In his pursuit to understanding behaviors, Margolin found data. His first experience with using it began when he was a management consultant out of college. His colleagues were all engineers, whilst he earned a degree in Economics from Yale and knew nothing about data. “I was terrible,” he humbly admitted.

“As a philosophy I believe that you can learn something that you don't think you can learn if you literally force it...sometimes it comes down to desire.”

He recalled his lackluster career as a basketball player when comparing learning to weight lifting. “I was never particularly good at it, but I knew that it was necessary if I ever wanted to compete on the court.”

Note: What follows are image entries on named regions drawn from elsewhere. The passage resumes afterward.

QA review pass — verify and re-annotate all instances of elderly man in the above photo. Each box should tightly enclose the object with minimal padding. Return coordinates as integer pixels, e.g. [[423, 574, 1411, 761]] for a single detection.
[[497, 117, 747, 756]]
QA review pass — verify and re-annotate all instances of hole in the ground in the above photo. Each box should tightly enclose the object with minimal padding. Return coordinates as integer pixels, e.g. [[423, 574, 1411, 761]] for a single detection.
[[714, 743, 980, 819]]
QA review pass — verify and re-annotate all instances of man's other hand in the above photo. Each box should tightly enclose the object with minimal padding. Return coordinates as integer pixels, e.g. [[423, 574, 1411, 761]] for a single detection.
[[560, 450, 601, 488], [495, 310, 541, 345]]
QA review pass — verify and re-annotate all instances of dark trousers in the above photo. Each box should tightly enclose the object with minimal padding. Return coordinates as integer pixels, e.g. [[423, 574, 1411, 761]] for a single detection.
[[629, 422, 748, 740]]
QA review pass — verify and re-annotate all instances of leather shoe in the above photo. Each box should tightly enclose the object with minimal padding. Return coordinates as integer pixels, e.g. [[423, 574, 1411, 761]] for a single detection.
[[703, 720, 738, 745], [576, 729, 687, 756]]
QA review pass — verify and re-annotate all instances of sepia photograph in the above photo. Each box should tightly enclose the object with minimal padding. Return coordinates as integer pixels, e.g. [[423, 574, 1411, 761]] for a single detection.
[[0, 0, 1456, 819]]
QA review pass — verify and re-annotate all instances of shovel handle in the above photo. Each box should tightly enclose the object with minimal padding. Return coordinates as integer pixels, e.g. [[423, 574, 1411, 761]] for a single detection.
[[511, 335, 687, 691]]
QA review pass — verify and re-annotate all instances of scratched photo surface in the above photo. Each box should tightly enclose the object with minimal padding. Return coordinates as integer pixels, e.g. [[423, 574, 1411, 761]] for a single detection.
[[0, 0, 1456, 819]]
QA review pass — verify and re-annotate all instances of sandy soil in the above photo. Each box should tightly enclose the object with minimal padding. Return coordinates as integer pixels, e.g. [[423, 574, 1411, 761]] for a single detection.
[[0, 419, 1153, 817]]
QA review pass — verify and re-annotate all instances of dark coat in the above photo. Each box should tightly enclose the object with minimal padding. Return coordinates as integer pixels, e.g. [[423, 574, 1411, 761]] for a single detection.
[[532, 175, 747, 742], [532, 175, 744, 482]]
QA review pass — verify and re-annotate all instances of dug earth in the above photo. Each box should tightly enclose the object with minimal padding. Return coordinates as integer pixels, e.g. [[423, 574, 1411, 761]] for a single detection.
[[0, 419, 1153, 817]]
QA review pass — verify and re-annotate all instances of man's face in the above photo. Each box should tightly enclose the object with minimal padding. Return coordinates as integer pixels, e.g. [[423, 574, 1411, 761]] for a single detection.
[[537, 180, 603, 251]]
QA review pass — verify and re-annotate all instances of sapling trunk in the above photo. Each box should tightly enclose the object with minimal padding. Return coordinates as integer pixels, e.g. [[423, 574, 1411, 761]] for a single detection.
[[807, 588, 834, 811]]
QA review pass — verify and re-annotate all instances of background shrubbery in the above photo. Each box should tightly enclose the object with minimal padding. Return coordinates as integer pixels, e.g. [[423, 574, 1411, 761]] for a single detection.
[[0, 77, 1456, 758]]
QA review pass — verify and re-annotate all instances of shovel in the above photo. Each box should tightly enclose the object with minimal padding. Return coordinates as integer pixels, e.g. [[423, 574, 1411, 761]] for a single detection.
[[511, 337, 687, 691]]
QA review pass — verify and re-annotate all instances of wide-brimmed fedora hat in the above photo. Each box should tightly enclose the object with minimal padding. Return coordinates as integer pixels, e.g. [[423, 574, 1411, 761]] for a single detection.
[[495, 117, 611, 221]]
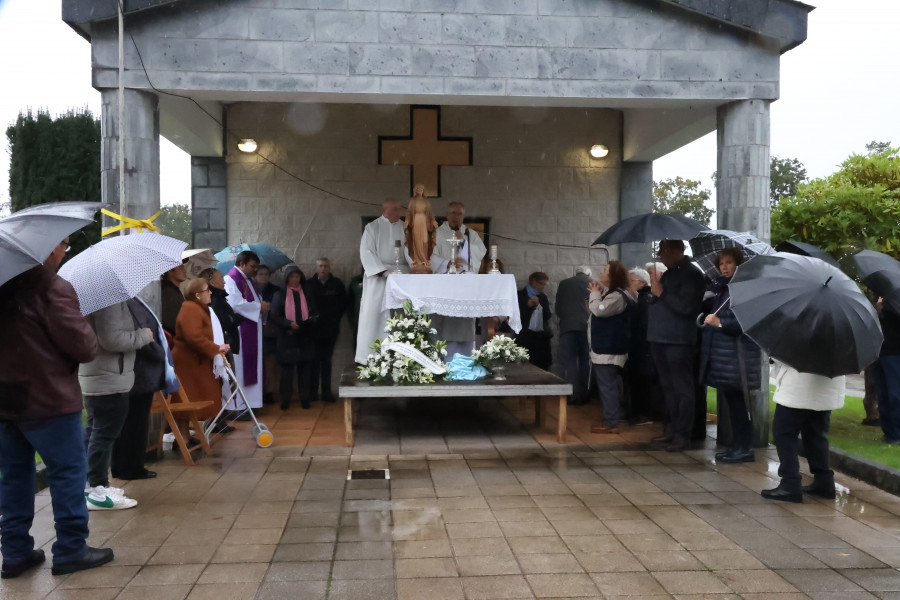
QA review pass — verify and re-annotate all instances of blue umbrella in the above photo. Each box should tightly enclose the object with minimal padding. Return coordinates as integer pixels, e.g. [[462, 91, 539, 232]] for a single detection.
[[215, 243, 293, 274]]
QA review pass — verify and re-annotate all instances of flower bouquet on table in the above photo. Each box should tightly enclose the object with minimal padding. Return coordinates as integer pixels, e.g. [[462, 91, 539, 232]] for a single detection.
[[359, 300, 447, 383], [472, 335, 528, 379]]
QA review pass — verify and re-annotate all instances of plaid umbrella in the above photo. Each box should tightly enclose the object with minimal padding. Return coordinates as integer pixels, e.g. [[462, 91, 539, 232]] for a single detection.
[[690, 229, 775, 280], [215, 243, 293, 275], [59, 233, 187, 315]]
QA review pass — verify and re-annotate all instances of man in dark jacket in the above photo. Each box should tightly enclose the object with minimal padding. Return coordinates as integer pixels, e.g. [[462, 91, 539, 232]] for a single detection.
[[0, 240, 113, 579], [556, 265, 591, 405], [647, 240, 706, 452], [309, 256, 347, 402], [516, 271, 553, 371], [873, 298, 900, 444]]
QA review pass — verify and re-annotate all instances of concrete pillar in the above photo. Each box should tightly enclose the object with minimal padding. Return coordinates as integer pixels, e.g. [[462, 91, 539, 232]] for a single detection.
[[619, 162, 653, 269], [716, 100, 769, 241], [100, 88, 160, 314], [716, 100, 770, 447], [191, 156, 228, 252]]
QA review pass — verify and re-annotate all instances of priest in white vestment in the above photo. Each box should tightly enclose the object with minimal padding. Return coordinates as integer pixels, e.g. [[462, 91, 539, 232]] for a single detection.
[[225, 250, 269, 410], [431, 202, 487, 360], [356, 198, 409, 364]]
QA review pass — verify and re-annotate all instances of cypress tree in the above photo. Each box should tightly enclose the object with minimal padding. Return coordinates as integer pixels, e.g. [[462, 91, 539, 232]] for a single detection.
[[6, 108, 101, 253]]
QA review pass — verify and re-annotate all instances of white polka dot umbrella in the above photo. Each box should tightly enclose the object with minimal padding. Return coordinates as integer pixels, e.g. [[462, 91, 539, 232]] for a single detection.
[[59, 233, 187, 315]]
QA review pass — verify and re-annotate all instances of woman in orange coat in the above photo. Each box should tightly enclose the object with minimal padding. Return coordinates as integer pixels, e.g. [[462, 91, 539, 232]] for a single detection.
[[172, 277, 229, 419]]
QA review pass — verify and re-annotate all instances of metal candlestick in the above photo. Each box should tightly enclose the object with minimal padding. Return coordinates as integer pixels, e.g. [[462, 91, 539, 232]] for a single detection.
[[488, 244, 501, 275], [391, 240, 403, 275], [447, 237, 464, 275]]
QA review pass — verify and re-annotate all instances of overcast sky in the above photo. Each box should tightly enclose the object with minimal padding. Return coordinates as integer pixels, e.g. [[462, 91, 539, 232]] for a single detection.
[[0, 0, 900, 223]]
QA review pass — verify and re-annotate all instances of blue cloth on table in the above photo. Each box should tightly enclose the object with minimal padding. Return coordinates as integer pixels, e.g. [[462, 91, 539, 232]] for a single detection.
[[447, 352, 487, 381]]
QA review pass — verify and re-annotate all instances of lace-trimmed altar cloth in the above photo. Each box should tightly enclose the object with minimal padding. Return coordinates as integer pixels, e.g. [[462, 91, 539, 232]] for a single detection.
[[384, 274, 522, 333]]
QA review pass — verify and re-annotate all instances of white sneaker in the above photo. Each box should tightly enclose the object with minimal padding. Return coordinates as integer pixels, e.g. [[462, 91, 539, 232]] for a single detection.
[[85, 485, 137, 510], [106, 487, 127, 498]]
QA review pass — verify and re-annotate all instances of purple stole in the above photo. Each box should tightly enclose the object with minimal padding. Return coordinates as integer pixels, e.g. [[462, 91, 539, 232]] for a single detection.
[[228, 267, 259, 385]]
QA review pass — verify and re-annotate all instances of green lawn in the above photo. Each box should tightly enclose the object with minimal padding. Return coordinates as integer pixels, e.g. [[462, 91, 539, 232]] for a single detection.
[[706, 386, 900, 469]]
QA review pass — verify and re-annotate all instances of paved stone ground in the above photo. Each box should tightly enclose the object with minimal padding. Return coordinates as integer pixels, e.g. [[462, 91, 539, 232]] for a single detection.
[[0, 401, 900, 600]]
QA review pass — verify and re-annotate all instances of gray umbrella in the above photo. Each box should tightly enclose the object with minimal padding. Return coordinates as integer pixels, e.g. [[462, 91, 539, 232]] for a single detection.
[[0, 202, 104, 285], [593, 213, 709, 246], [728, 252, 884, 377]]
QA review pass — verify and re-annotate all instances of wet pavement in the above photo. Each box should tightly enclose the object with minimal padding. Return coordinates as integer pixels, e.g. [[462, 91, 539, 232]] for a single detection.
[[0, 400, 900, 600]]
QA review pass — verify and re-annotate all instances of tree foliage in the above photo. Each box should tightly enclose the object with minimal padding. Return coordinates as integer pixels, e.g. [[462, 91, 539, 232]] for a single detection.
[[6, 109, 101, 252], [866, 140, 891, 154], [653, 177, 716, 225], [153, 204, 192, 244], [769, 156, 807, 209], [772, 148, 900, 259]]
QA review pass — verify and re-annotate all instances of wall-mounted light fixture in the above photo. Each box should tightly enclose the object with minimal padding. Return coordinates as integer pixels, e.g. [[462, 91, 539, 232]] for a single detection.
[[591, 144, 609, 158], [238, 138, 256, 152]]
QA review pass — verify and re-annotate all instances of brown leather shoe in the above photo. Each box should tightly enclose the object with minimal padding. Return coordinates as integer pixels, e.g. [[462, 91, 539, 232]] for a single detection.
[[591, 425, 619, 433]]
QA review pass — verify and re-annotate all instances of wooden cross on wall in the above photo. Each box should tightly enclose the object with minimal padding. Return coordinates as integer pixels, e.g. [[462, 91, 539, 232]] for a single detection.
[[378, 106, 472, 198]]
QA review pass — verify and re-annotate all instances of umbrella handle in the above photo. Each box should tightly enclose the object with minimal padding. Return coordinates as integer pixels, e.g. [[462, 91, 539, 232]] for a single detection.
[[696, 296, 731, 329]]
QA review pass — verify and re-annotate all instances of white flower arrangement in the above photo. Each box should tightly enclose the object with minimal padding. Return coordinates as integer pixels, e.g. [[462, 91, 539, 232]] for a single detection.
[[359, 300, 447, 383], [472, 335, 528, 367]]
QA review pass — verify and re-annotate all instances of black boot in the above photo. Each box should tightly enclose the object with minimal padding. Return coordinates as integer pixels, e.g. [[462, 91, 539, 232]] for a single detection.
[[803, 479, 837, 500], [716, 448, 756, 464], [760, 484, 803, 504], [0, 548, 45, 579]]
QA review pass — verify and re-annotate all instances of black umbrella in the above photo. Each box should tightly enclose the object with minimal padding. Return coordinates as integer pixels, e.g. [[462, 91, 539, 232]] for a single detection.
[[775, 240, 841, 269], [853, 250, 900, 315], [728, 252, 884, 377], [594, 213, 709, 246]]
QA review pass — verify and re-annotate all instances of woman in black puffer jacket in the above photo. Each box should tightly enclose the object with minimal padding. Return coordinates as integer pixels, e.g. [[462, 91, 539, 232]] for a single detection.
[[700, 248, 761, 463]]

Margolin cares about getting things done. His cadence picked up as he began rattling off his dissatisfaction with how the communication field viewed big data. This was no longer the Human Computer; this was Drew Margolin.

“I do feel that in the field of communication there is some ambivalences about big data, some of which I respect and believe are well informed … As a scientist I believe the intangibles are measureable somewhere.”

But have you looked at data as closely as Drew Margolin? The irony of seeing a man cringe when discussing the very thing he’s most known for is palpable.

When you dig deeper, this is an underdog story. The skinny guy on the court, the Econ major competing with engineers, a leading researcher.